Citations are essential because they prevent plagiarism. Stealing someone’s ideas, even unintentionally, is extremely illegal and punishable both academically and professionally. To avoid this, it’s essential to correctly cite your sources for any information that is not common knowledge. Here is a complete guide to MLA, APA, and Chicago style citations, to aid as you put your research together.
Overview of Styles
The three main citation styles are APA, MLA, and Chicago style. While there are multiple different citation styles, these three are most commonly used in academic and professional writing settings. They vary widely from each other, and the differences are essential to know when you are writing.
There are two main types of citations to worry about: in-text citations and end citations. In-text citations are generally shorter to reference a work or author’s name without taking up much space in the text itself. End citations usually give all the details about the text so an interested reader can find it later.
In all three citation styles, in-text citations are backed up by a reference list or bibliographic citations.

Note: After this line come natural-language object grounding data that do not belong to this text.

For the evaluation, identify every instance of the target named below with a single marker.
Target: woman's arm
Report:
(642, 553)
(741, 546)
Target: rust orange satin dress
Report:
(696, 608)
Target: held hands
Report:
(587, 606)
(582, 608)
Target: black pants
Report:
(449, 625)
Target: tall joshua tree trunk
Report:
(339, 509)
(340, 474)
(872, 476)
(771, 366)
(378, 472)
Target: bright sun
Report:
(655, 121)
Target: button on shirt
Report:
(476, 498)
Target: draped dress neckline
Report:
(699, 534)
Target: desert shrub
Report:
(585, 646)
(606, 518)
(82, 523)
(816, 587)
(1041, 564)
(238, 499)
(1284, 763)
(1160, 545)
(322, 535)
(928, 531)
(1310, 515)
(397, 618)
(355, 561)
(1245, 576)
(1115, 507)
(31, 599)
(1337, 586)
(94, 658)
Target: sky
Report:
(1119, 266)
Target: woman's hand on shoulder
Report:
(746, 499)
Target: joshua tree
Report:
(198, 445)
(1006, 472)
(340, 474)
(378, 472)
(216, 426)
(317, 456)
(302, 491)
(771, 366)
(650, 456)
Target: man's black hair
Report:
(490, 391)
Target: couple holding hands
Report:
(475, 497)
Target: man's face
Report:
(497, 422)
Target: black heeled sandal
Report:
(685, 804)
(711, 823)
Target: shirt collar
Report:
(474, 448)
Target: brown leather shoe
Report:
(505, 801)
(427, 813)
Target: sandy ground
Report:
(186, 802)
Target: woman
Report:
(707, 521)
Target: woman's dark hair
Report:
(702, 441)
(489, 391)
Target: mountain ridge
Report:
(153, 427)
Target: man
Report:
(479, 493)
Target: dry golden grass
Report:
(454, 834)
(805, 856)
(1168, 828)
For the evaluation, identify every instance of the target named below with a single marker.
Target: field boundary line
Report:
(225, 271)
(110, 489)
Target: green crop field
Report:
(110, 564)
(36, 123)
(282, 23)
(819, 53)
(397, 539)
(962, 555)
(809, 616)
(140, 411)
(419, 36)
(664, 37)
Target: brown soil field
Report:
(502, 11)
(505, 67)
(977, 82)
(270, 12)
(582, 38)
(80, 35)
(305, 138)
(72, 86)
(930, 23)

How the citations themselves are formatted differs per style, however.
APA style papers have the most lengthy in-text citations, with the author’s last name, date published, and page or paragraph number of the idea or quote. If some of this information is included in the sentence, it’s not always necessary to put it in the parentheses.
For MLA style citation, in-text citations include the author’s last name and page number of the quote or idea. At the end of the paper, a “works cited” page must be organized by the last name of the author and include all the relevant information.
Chicago style is a little more complicated, as there are two sub-styles within it. With the author-date style of the paper, Chicago papers will include the author’s last name and year of publication in parentheses after the quote or idea. These in-text notes correspond to an in-depth citation page at the end.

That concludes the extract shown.